Planisware
- Type: Public
- Traded as: Euronext Paris: PLNW
- ISIN: FR001400PFU4
- Industry: Information technology
- Founded: 1996; 30 years ago
- Founder: Pierre Demonsant; Yves Humblot; Matthieu Delille; François Pelissolo;
- Headquarters: Châtillon, Île-de-France, France
- Area served: Worldwide
- Key people: Pierre Demonsant (Chairman) Loïc Sautour (CEO)
- Products: Planisware Enterprise; Planisware Horizon; Planisware Nova; Planisware Orchestra;
- Revenue: ▲€198.0 million (FY2025)
- Operating income: ▲€60.8 million (FY2025)
- Net income: ▲€50.0 million (FY2025)
- Number of employees: 838 (31 December 2025)
- Website: https://planisware.com/

= Planisware =

Project management software company

Planisware is a publicly traded company that develops and provides project portfolio management (PPM) cloud software applications, a type of enterprise software. Planisware applications are used in multiple countries in industries such as energy, medical devices, high tech, aerospace and defense, chemicals, government, consumer goods, pharmaceutical, and automotive. The company was founded in 1996 in France. As of its initial public offering in 2024, it had 500 clients, including PepsiCo and Pfizer, and 700 employees.

== History ==
Planisware was founded in 1996 by Matthieu Delille, Pierre Demonsant, Yves Humblot, and François Pelissolo. The founding team was from Thales Group, a French aerospace and defence corporation.

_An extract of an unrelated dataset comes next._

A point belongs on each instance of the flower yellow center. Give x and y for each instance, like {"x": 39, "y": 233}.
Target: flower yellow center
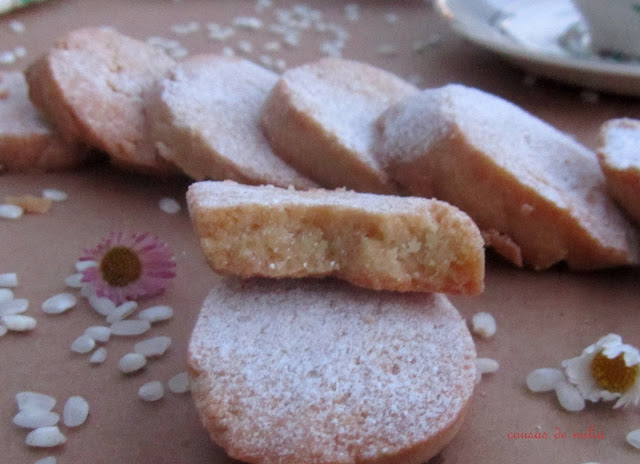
{"x": 120, "y": 267}
{"x": 613, "y": 374}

Around May 2023 Planisware started working with investment bankers to explore a potential initial public offering (IPO). At that time, the private equity group Ardian held a stake in the company. In October 2023, Planisware announced plans for an IPO on Euronext Paris at a valuation of between 1.11 billion and 1.25 billion euros, then decided to postpone the IPO due to a "deteriorated" market environment. The IPO launched in April 2024 at a valuation of 1.11 billion euros. The founders retained a majority stake in the company. In September 2024, Ardian announced plans to sell their remaining shares in the company.